“Holy Spider” movie spins an unsettling web of moral confusion

“Holy Spider”, Denmark’s official submission for Best International Film at the Academy Awards 2023 is awfully hard to watch and a purposefully nasty piece of work – but could any responsible version of this horrific true crime exist that isn’t? As writer-director Ali Abbasi said in a recent interview: “My intention was not to make a serial killer movie. I wanted to make a movie about a serial killer society.”

His third movie tells the story of a construction worker who perceived himself as a holy crusader cleaning the Iranian city of Mashhad by killing female sex workers. 16 women were killed in 2000 and 2001, strangled to death with their own head scarves they are required to wear in public – a symbolic gesture that would feel too obvious and too on-the-nose in a fictional story, but in “Holy Spider” it’s disturbingly true. Abbasi points out the deep-rooted misogyny within Iranian society and also emphasizes that it’s neither specifically political or religious but cultural.

The most fictionalized part in “Holy Spider” is the character of an investigative journalist called Rahimi from Teheran, played by Zar Amir Ebrahimi. Her character is modeled on Clarice Starling in “The Silence of the Lambs” and provides guidance and a moral compass in this quagmire of cultural misogyny and religious extremism. When she arrives in town alone and without any support from the authorities, we witness her dealings with the local police, who wear her down.
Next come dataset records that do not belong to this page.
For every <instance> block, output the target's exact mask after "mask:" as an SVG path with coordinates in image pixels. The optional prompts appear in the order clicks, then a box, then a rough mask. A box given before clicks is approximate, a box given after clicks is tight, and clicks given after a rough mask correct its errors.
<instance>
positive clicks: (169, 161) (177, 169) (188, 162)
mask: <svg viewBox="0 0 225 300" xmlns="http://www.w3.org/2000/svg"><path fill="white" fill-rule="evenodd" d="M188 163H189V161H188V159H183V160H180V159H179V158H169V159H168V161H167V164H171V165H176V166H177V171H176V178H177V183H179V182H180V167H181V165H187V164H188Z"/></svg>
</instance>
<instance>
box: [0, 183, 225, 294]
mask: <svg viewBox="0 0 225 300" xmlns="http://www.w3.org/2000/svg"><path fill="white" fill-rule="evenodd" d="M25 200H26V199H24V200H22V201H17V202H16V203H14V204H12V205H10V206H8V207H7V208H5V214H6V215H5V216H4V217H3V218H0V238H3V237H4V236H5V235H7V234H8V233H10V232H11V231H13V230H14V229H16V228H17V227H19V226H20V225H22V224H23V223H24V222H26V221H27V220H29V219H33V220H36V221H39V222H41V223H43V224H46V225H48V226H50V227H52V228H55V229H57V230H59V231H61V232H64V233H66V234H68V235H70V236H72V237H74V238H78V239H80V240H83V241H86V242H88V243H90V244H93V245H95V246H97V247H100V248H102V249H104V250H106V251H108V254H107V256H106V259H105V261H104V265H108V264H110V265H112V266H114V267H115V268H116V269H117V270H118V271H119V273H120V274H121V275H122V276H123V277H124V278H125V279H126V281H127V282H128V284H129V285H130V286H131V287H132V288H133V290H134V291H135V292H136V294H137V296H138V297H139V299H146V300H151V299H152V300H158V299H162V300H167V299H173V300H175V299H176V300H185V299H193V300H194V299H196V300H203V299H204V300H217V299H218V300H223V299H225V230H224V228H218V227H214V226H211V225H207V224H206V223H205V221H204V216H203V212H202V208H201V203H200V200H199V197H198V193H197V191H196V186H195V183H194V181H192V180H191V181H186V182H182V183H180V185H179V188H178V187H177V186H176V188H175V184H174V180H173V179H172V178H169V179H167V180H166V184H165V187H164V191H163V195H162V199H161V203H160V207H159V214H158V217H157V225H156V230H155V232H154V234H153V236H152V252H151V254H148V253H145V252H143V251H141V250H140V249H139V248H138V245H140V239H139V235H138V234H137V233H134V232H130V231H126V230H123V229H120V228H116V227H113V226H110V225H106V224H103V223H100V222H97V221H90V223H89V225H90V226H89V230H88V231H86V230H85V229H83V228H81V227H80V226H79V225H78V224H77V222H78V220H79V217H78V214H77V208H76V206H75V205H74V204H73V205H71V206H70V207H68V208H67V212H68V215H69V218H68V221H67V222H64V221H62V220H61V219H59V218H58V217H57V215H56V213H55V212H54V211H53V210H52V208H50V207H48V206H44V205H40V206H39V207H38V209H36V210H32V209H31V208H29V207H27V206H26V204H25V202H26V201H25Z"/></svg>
Only one male detective supports Rahimi in her mission to catch the killer – conveniently, he is also the chosen one for the serial killer: As he desperately seeks publicity and attention for his gruesome murders and ultimately, validation via his actions, he provides plenty of insights to this cop.

“Holy Spider” also comments on the real life situation Ebrahimi has been in before she fled Iran with a subplot about her being in a #metoo situation with one of her editors in Teheran that will be willfully misread.

Ninety-nine lashes and 10 years in prison awaited Ebrahimi, when she decided to flee Iran. Her crime? Having sex. Her ex-fiancé released a private sex recording which effectively destroyed Ebrahimi’s social and artistic reputation immediately. By that point, Ebrahimi had just become one of the nation’s most famous and beloved actresses – but her rocket-like career start as the leading actress in the soap opera “Narges” was instantly devastated by that leak. An estimated 100,000 copies of the leaked video circulated online and

When the trial was about to start, authorities began interrogating former colleagues and friends and Ebrahimi was ostracized and harassed.

“”The authorities did everything to me to just make me more helpless and make me more scared. I think at some point, they wanted me to get to suicide, just somehow remove myself from that society.”, she said in a recent interview during the press tour of “Holy Spider”.

Ebrahimi fled Iran with no plans to ever return and while she was never charged with any crime, the government found her guilty in absentia and sentenced her to 99 lashes and 10 years in prison. This horrendous show trial also prompted the lower house of the Parliament of Iran to pass a law to make the production of sexually explicit media – even for private consumption – an offense punishable by death.

Holy Spider

Her career in Iran was over once and for all, but her international career was just getting started until Ebrahimi won the award for best Actress in Cannes for “Holy Spider” and appeared on BBC’s 100 Women list as one of the world’s most influential and inspiring women of 2022.

Therefore „Holy Spider“ also reflects her treatment and traumatic experiences within Iranian society and makes it all the harder to watch – but it has to be. The bitter irony at the heart of this movie is as fascinating as timely: How does a holy city not only foster but actively embolden prostitution and merciless carnage? The answer of “Holy Spider” is crystal clear: because cops and judiciary and the killer himself are all part of the same patriarchal mindset – and as the movie ends with a pitch-black comment on the intergenerational imprinting of hatred and misogyny, it also offers a difficult, but not impossible way out of this vicious circle. The revolution has just begun and it’s up to the next generation and especially fathers to create a better future for themselves and their sons and daughters as the Iranian system has already failed them.